Arthur Miller in Havana

Excellent essay by Arthur Miller in The Nation, "A Visit With Castro." It offers a vivid portrait of everyone's favorite dictator, that obscene dinosaur who, like Strom Thurmond, seems to have no end.


"Watching him at lunch--he ate two leaves of lettuce--one saw a lonely old man hungry for some fresh human contact, which could only get more and more rare as he ages. He might very well live actively for ten years, perhaps even longer as his parents reportedly had done, and I found myself wondering what could possibly be keeping him from a graceful exit that might even earn him his countrymen's gratitude?
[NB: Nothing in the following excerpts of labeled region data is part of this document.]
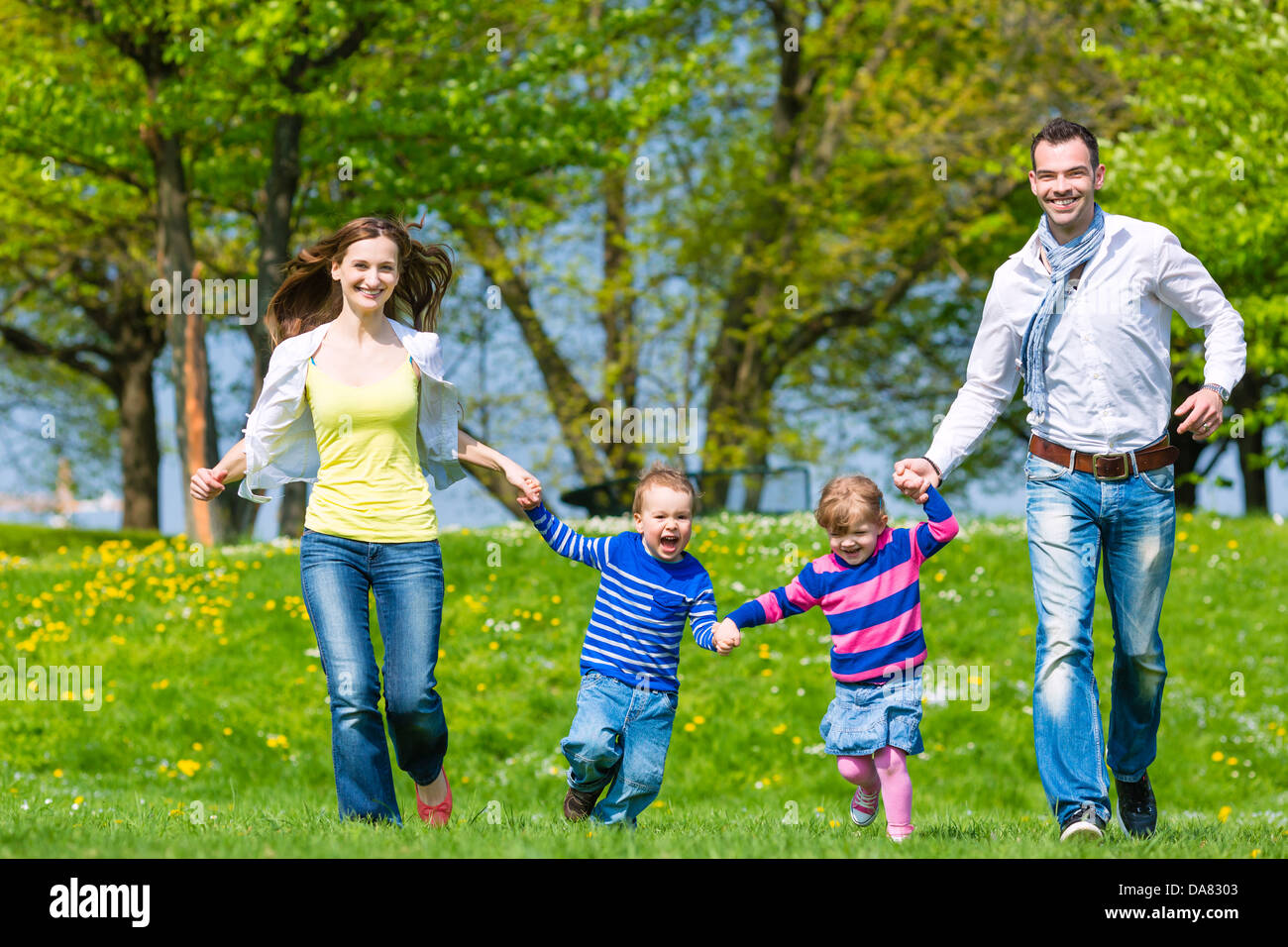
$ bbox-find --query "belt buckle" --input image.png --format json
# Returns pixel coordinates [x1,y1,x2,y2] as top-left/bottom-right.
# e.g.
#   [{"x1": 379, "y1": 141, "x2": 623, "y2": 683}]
[{"x1": 1091, "y1": 454, "x2": 1129, "y2": 480}]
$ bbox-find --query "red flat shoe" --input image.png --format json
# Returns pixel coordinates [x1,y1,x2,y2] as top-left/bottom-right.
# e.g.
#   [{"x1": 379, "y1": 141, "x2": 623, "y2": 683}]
[{"x1": 412, "y1": 772, "x2": 452, "y2": 826}]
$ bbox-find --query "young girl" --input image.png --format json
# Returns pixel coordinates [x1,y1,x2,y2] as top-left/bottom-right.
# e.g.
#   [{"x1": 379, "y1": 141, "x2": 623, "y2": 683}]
[
  {"x1": 717, "y1": 476, "x2": 957, "y2": 841},
  {"x1": 190, "y1": 218, "x2": 536, "y2": 826}
]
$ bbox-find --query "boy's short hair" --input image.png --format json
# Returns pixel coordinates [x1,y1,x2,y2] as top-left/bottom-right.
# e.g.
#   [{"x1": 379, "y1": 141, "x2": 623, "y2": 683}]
[
  {"x1": 814, "y1": 474, "x2": 885, "y2": 532},
  {"x1": 631, "y1": 460, "x2": 698, "y2": 515}
]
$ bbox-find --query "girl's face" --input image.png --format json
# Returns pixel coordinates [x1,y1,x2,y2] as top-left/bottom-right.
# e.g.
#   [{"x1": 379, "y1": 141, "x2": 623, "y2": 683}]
[
  {"x1": 827, "y1": 513, "x2": 889, "y2": 566},
  {"x1": 331, "y1": 237, "x2": 398, "y2": 316}
]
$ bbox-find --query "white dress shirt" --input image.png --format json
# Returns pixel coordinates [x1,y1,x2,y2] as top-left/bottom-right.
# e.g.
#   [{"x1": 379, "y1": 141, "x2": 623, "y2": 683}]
[
  {"x1": 237, "y1": 320, "x2": 465, "y2": 502},
  {"x1": 926, "y1": 214, "x2": 1246, "y2": 476}
]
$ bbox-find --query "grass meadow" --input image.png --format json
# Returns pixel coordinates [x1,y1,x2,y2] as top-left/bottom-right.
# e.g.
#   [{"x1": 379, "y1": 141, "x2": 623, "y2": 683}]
[{"x1": 0, "y1": 513, "x2": 1288, "y2": 858}]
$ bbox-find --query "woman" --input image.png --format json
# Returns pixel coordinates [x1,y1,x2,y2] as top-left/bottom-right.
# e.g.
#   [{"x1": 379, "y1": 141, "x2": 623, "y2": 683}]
[{"x1": 190, "y1": 218, "x2": 536, "y2": 826}]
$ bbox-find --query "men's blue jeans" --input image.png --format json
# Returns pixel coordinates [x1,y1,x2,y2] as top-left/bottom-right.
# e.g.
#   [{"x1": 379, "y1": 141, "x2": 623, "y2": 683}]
[
  {"x1": 1024, "y1": 454, "x2": 1176, "y2": 822},
  {"x1": 300, "y1": 530, "x2": 447, "y2": 826},
  {"x1": 559, "y1": 672, "x2": 679, "y2": 827}
]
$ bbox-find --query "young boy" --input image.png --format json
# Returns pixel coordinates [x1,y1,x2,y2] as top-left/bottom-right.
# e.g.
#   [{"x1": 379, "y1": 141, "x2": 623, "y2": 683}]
[{"x1": 519, "y1": 464, "x2": 738, "y2": 826}]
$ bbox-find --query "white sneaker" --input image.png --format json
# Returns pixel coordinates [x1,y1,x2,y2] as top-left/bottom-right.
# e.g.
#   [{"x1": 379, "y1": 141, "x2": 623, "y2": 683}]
[
  {"x1": 850, "y1": 786, "x2": 881, "y2": 828},
  {"x1": 886, "y1": 824, "x2": 913, "y2": 841}
]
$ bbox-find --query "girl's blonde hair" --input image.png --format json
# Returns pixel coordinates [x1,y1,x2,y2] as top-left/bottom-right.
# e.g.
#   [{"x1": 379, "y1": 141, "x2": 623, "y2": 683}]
[
  {"x1": 814, "y1": 474, "x2": 885, "y2": 532},
  {"x1": 265, "y1": 217, "x2": 452, "y2": 348}
]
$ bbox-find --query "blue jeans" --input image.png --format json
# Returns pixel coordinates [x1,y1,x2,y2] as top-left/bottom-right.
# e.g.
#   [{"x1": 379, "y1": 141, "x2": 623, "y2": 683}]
[
  {"x1": 559, "y1": 672, "x2": 679, "y2": 827},
  {"x1": 300, "y1": 530, "x2": 447, "y2": 826},
  {"x1": 1024, "y1": 454, "x2": 1176, "y2": 822}
]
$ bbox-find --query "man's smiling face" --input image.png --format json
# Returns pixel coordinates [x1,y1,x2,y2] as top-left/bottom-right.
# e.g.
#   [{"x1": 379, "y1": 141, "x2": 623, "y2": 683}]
[{"x1": 1029, "y1": 138, "x2": 1105, "y2": 244}]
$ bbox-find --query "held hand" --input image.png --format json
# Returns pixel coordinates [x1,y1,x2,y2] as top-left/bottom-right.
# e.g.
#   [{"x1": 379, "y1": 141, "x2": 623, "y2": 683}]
[
  {"x1": 1176, "y1": 388, "x2": 1224, "y2": 441},
  {"x1": 894, "y1": 458, "x2": 939, "y2": 504},
  {"x1": 507, "y1": 471, "x2": 541, "y2": 510},
  {"x1": 188, "y1": 467, "x2": 228, "y2": 500},
  {"x1": 715, "y1": 618, "x2": 742, "y2": 655}
]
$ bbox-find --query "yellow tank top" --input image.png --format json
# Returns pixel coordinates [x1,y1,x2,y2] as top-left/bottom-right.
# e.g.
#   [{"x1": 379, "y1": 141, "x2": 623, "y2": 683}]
[{"x1": 304, "y1": 359, "x2": 438, "y2": 543}]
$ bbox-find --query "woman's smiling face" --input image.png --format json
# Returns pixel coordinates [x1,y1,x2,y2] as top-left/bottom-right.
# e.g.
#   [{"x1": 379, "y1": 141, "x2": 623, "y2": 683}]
[{"x1": 331, "y1": 237, "x2": 398, "y2": 316}]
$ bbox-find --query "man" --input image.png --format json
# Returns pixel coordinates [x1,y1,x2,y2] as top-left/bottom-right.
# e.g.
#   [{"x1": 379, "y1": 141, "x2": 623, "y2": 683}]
[{"x1": 896, "y1": 119, "x2": 1245, "y2": 840}]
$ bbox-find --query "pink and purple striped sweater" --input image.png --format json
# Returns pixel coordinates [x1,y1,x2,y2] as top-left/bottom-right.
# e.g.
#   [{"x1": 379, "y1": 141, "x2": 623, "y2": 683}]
[{"x1": 728, "y1": 487, "x2": 957, "y2": 683}]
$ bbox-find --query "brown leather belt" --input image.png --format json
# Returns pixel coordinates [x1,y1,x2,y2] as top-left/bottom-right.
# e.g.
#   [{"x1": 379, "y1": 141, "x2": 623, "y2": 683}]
[{"x1": 1029, "y1": 434, "x2": 1181, "y2": 480}]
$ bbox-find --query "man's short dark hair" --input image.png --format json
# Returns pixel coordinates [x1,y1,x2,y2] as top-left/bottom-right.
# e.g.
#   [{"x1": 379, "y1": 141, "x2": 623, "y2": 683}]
[{"x1": 1029, "y1": 119, "x2": 1100, "y2": 174}]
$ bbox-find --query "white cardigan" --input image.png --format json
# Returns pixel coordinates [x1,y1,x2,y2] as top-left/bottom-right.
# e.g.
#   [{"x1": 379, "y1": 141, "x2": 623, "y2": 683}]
[{"x1": 237, "y1": 317, "x2": 465, "y2": 502}]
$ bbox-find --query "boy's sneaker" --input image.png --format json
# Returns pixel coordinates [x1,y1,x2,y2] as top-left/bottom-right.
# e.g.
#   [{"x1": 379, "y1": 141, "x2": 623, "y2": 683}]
[
  {"x1": 850, "y1": 786, "x2": 881, "y2": 828},
  {"x1": 564, "y1": 786, "x2": 602, "y2": 822},
  {"x1": 1060, "y1": 802, "x2": 1105, "y2": 841},
  {"x1": 1115, "y1": 773, "x2": 1158, "y2": 839}
]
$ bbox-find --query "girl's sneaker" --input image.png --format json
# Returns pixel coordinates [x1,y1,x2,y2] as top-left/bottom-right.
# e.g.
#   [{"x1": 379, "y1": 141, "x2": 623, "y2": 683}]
[
  {"x1": 886, "y1": 822, "x2": 915, "y2": 841},
  {"x1": 850, "y1": 786, "x2": 881, "y2": 828}
]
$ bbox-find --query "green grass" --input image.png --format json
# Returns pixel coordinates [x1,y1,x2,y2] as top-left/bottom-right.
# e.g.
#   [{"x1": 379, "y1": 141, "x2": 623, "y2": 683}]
[{"x1": 0, "y1": 513, "x2": 1288, "y2": 858}]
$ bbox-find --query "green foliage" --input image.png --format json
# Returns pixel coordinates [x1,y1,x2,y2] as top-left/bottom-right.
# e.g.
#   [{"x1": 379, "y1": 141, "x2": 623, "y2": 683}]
[{"x1": 1103, "y1": 0, "x2": 1288, "y2": 460}]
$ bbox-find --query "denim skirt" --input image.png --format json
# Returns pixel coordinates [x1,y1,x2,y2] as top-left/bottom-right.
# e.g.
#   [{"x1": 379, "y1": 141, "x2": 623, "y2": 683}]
[{"x1": 818, "y1": 668, "x2": 924, "y2": 756}]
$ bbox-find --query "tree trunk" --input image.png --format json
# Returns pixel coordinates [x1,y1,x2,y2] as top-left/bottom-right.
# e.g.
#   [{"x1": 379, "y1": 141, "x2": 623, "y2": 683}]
[
  {"x1": 151, "y1": 128, "x2": 229, "y2": 545},
  {"x1": 226, "y1": 113, "x2": 308, "y2": 537},
  {"x1": 115, "y1": 352, "x2": 161, "y2": 530}
]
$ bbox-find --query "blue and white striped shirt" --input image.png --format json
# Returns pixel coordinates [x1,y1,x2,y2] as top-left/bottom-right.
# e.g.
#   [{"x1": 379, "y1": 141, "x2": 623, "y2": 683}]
[{"x1": 525, "y1": 504, "x2": 716, "y2": 690}]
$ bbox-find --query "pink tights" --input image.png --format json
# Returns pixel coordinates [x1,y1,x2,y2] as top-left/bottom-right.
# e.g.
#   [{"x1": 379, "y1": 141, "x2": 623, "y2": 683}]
[{"x1": 836, "y1": 746, "x2": 912, "y2": 836}]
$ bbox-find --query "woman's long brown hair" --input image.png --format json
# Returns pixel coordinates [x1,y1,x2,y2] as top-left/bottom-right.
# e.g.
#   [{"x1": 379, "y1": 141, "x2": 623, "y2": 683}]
[{"x1": 265, "y1": 217, "x2": 452, "y2": 348}]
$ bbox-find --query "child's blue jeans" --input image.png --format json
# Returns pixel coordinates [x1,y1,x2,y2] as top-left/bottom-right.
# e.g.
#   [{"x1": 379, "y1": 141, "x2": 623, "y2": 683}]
[
  {"x1": 300, "y1": 530, "x2": 447, "y2": 824},
  {"x1": 559, "y1": 672, "x2": 679, "y2": 827}
]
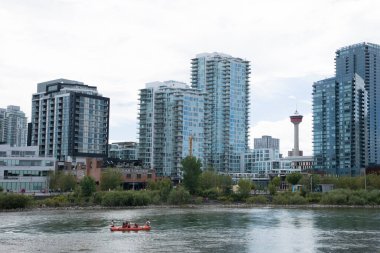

The quasi-sexual enchantment of power? Perhaps. More likely, given his history, was his commitment to the poetic image of world revolution, the uprising of the wretched of the earth with himself at its head. And in plain fact, as the chief of a mere island, he had managed to elevate himself to that transcendent state in millions of minds. The more so now, after all other contestants had fallen away and conditions in Latin America and Africa gone from bad to worse, the possibility needed only its right time to erupt again. After all, he had thrown Cuban forces into action in many countries around the world despite his country's poverty and the obstinate resistance of his main sponsor, the now-abominated Soviet leadership.

It would have been too much to expect that after half a century in power he would not become to some important degree an anachronism, a handsome old clock that no longer tells the time correctly and bongs haphazardly in the middle of the night, disturbing the house. Notwithstanding all his efforts, the only semblance of a revolt of the poor is the antimodern Islamic tide, which from the Marxist point of view floats in a medieval dream. With us he seemed pathetically hungry for some kind of human contact. Brilliant as he is, spirited and resourceful as his people are, his endless rule seemed like some powerful vine wrapping its roots around the country and while defending it from the elements choking its natural growth. And his own as well. Ideology aside, he apparently maintains the illusions that structured his political successes even if they never had very much truth in them; to this day, as one example, he speaks of Gorbachev's dissolution of the Soviet Union as unnecessary, "a mistake."

In short, there was no fatal contradiction inherent in the Soviet system that brought it down, and so there is nothing in the Castro system or in his take on reality that is creating the painful poverty of the island. The US embargo created this island's poverty out of hand, along with the Russians by their deserting him. It is Don Quixote tilting at windmills which, worse yet, have collapsed into dust."